Phasing out Coal in the German Energy Sector
In January 2019, Germany made a big step towards a coal phase-out: A stakeholder commission established by the federal government agreed on a schedule for plant retirement and on measures to support coal regions. For experts and journalists seeking to understand the context of the phase-out decision, scientists from the German Institute for Economic Research, Ecologic Institute, and the Wuppertal Institute have developed a comprehensive reader detailing what is at stake. The publication explains why the phase-out is needed and how it can become a success. It also provides facts and figures on the German coal industry, including a list of all large coal plants and their technical properties. The report is also available for download in English.
New economic opportunities
The benefits of phasing out coal exceed the costs and open up new economic opportunities. The technologies necessary for phasing out coal-fired power generation are already available or have been developed to such an extent that they can be implemented within the required timeframe. A coal phase-out in Germany would stimulate necessary investments in demand management, storage, power-to-x applications, and efficiency technologies. Furthermore, a reduction in coal-fired power generation could in some places mitigate grid congestion.
Currently, around 18,500 people are directly employed in lignite power plants and opencast mines; a further 4,000 to 8,000 people are employed in hard coal power plants. A large part of the decline in employment in the coal sector could be offset by regular retirement. A gradual closure of the power plants in a fixed order would enable a high degree of controllability and give the affected regions the lead time to shape structural change.
The challenge of system integration
The costs of wind and solar power are currently about the same as, or even lower than, the costs of electricity from new fossil fuel power plants. Moreover, missing storage is not an obstacle to the coal phase-out. Modeling shows that up to a share of 80 percent of renewable energies in the electricity mix can be integrated with flexibility options such as sector coupling, power-guided combined heat and power generation, heat storage and demand-side management. These options are also cheaper than seasonal electricity storage systems.
Inadequate Incentives from European Emissions Trading System
German coal-fired power plants are already subject to the European emissions trade system. The scheme makes CO2-intensive electricity more expensive. However, despite the significant increase in certificate prices in 2018, the system does not provide sufficient incentives for a secure and continuous reduction, especially of lignite-fired power generation. The authors of the Coal Reader, therefore, examined potential additional measures.
The analysis shows that planning security for all affected by the transformation process is highest if coal-fired power plants are shut down in a fixed order. It is more difficult to estimate the concrete effects of price-based instruments such as a minimum CO2 price.
Structure of the Coal Report
Chapter 1 examines the relevant economic aspects of reducing and prospectively phasing out coal-fired power generation. Starting with the description of the coal-fired power plant park, this includes an overview of cost structures and price formation up to the implications of coal-fired power generation for the profitability of gas-fired power plants or risks for future grid bottlenecks.
Chapter 2 presents the climate policy framework for the use of coal as an energy source.

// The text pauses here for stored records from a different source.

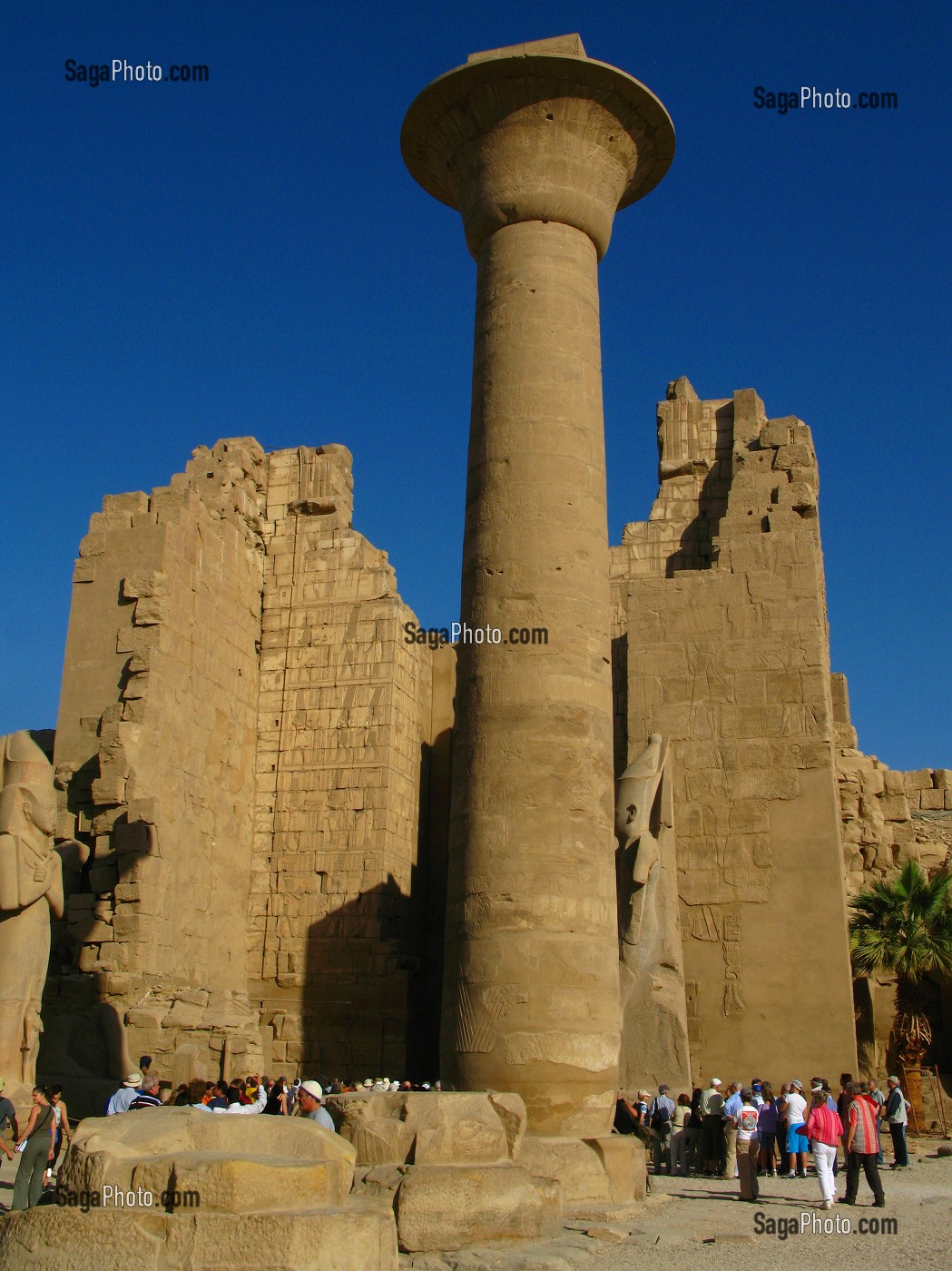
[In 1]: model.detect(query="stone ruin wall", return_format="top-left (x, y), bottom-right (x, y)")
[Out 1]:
top-left (248, 446), bottom-right (431, 1075)
top-left (832, 675), bottom-right (952, 1077)
top-left (44, 399), bottom-right (952, 1080)
top-left (613, 380), bottom-right (856, 1079)
top-left (48, 438), bottom-right (264, 1077)
top-left (44, 438), bottom-right (431, 1080)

The consequences of climate change are outlined, the Paris climate targets and international trends in coal use are presented, and key points for reducing coal-fired power generation in Germany are identified.
Chapter 3 gives an overview of the technical aspects of an energy supply without coal. Requirements such as more flexibility and energy efficiency, the design of the expansion of renewable energies and electricity grids, natural gas as a bridging technology and the role of storage facilities are addressed. In addition, it provides scope and solution options for maintaining the security of supply for electricity and heat.
Chapter 4 looks at the transformation costs of a coal phase-out. Starting with an overview of the regional economy in the lignite mining regions, employment effects and opportunities for successful structural change are outlined. In addition, the effects of the transformation on the stock exchange price of electricity and the costs of the renaturation of opencast mines are discussed.
Chapter 5, prepared by Ecologic Institute, compares the advantages and disadvantages of potential policy tools to reduce coal-firing. Criteria include the instrument’s reliability to achieve a certain emission reduction target, planning security, legal certainty and economic effects.
The Annex contains a list of all German coal-fired plants, including technical characteristics of each plant.